Умывшись, подумал и еще принял душ в надежде, что мать устанет его ждать и уйдет. Раньше так и было бы, но сейчас не ушла, разыскивая хоть что-нибудь съестное в холодильнике. Повернула к нему злое лицо:
— Где твоя жена, скажи, пожалуйста? Что за ерунда здесь творится? Где ребенок? Она что — уехала куда-то?
— А с чего это ты взяла? — поинтересовался сын.

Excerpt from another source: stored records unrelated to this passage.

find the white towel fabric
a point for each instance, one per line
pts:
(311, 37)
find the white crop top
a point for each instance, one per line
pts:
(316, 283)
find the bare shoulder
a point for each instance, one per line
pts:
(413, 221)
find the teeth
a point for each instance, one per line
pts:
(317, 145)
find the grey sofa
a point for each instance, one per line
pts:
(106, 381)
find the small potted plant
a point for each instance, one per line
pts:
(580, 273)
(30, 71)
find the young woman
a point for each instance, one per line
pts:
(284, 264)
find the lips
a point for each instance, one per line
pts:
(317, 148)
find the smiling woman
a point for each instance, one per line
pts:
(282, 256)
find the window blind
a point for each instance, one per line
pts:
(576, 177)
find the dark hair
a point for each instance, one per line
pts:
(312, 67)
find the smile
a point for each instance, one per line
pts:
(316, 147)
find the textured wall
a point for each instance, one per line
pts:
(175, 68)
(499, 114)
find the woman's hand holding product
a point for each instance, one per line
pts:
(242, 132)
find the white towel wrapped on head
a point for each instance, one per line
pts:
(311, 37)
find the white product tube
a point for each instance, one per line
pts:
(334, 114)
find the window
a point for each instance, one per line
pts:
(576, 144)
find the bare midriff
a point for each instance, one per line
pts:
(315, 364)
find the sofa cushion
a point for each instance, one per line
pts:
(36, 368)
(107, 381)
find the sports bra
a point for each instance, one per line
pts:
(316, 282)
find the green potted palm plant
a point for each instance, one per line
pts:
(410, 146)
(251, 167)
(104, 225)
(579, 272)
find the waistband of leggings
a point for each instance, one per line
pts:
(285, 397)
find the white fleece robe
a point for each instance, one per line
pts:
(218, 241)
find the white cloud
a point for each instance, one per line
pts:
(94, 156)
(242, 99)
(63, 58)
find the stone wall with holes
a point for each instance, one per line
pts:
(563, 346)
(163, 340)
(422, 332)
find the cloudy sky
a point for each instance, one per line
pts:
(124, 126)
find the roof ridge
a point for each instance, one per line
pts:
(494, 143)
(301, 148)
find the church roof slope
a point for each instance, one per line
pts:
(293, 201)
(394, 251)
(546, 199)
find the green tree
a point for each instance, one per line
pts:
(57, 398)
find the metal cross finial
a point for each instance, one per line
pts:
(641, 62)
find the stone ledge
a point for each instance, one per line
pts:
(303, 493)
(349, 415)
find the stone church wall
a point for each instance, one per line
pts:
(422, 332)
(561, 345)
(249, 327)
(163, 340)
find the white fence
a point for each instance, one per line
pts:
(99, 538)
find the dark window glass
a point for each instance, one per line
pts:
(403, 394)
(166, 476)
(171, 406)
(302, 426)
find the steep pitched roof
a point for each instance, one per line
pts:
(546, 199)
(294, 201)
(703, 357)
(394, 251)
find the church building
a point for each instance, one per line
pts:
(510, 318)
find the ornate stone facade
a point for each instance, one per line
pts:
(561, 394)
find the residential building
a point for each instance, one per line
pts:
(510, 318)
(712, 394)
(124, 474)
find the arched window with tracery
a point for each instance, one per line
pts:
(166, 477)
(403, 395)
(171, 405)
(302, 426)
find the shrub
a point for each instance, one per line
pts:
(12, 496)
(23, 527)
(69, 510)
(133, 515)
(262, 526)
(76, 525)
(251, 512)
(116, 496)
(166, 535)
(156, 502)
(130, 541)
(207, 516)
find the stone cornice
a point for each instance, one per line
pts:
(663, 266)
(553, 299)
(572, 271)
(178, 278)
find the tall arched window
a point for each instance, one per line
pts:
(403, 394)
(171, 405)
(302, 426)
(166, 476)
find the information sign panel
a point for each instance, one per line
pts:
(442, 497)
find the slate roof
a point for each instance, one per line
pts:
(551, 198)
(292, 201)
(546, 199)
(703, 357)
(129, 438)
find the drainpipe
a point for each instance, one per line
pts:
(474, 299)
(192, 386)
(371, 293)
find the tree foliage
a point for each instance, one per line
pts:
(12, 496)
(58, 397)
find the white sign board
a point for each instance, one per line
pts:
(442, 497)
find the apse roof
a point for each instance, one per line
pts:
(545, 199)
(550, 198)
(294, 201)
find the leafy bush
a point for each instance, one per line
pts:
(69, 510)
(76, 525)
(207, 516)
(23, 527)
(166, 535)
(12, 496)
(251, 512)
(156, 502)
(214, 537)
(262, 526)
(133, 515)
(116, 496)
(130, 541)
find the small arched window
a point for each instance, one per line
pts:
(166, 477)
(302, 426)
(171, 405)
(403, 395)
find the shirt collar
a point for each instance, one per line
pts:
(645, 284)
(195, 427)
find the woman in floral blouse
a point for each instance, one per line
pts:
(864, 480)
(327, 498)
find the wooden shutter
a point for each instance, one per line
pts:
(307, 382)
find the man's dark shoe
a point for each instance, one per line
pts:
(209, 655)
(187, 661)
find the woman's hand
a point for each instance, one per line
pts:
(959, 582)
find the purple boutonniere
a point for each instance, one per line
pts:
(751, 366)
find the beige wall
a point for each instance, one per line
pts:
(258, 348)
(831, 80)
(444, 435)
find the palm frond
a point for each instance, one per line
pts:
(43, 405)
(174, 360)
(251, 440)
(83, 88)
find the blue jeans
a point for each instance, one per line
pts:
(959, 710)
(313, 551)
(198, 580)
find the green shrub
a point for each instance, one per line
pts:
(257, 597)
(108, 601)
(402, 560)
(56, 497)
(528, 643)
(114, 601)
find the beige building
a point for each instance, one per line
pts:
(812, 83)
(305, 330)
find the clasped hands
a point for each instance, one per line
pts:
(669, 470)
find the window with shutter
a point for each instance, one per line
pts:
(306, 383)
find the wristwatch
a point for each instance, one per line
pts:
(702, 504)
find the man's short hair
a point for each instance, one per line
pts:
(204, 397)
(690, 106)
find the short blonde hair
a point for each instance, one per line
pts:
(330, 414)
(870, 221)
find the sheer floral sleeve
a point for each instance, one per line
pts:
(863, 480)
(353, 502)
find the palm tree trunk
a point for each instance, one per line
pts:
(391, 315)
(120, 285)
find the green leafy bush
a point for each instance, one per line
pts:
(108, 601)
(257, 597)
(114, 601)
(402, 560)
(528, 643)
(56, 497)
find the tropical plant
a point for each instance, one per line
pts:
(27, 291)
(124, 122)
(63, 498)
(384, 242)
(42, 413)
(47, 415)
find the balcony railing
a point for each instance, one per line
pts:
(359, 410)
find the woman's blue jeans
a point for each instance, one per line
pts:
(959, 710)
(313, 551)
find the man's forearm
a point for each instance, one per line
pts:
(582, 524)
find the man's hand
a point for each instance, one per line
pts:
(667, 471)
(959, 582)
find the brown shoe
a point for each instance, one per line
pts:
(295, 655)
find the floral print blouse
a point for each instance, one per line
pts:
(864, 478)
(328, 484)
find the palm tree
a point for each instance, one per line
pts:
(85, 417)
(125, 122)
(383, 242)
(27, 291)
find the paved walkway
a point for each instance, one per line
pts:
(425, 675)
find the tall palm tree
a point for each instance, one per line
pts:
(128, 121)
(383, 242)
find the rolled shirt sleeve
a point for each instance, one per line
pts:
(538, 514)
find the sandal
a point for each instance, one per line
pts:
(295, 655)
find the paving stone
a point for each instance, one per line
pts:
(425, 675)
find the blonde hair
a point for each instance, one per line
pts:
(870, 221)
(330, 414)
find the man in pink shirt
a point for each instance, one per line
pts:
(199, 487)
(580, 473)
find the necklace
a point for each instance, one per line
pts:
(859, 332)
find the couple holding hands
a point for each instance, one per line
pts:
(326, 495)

— Потому что… это понятно. Так что?
— У матери, в Саудовской Аравии, — криво улыбнулся Вадим, наблюдая, как быстро может меняться у человека выражение лица: — Та замужем за саудитом, пригласила Ксению с Яной. Мы разводимся… ты рада?
Мать обессилено присела на стул, забывая о желании заботиться и кормить. И смотрела совсем не так, как он ожидал, а потом вообще отвела глаза…
— Если это как-то связано с тем, что я говорила раньше, то не стоит, Вадим. Согласна — тогда она не соответствовала, была грубовата, простовата, косноязычна… наивна сверх меры. Обычная — ни недостатков, ни достоинств. А эти ее порывы? Чего стоило то, как она кидалась на шею твоему отцу?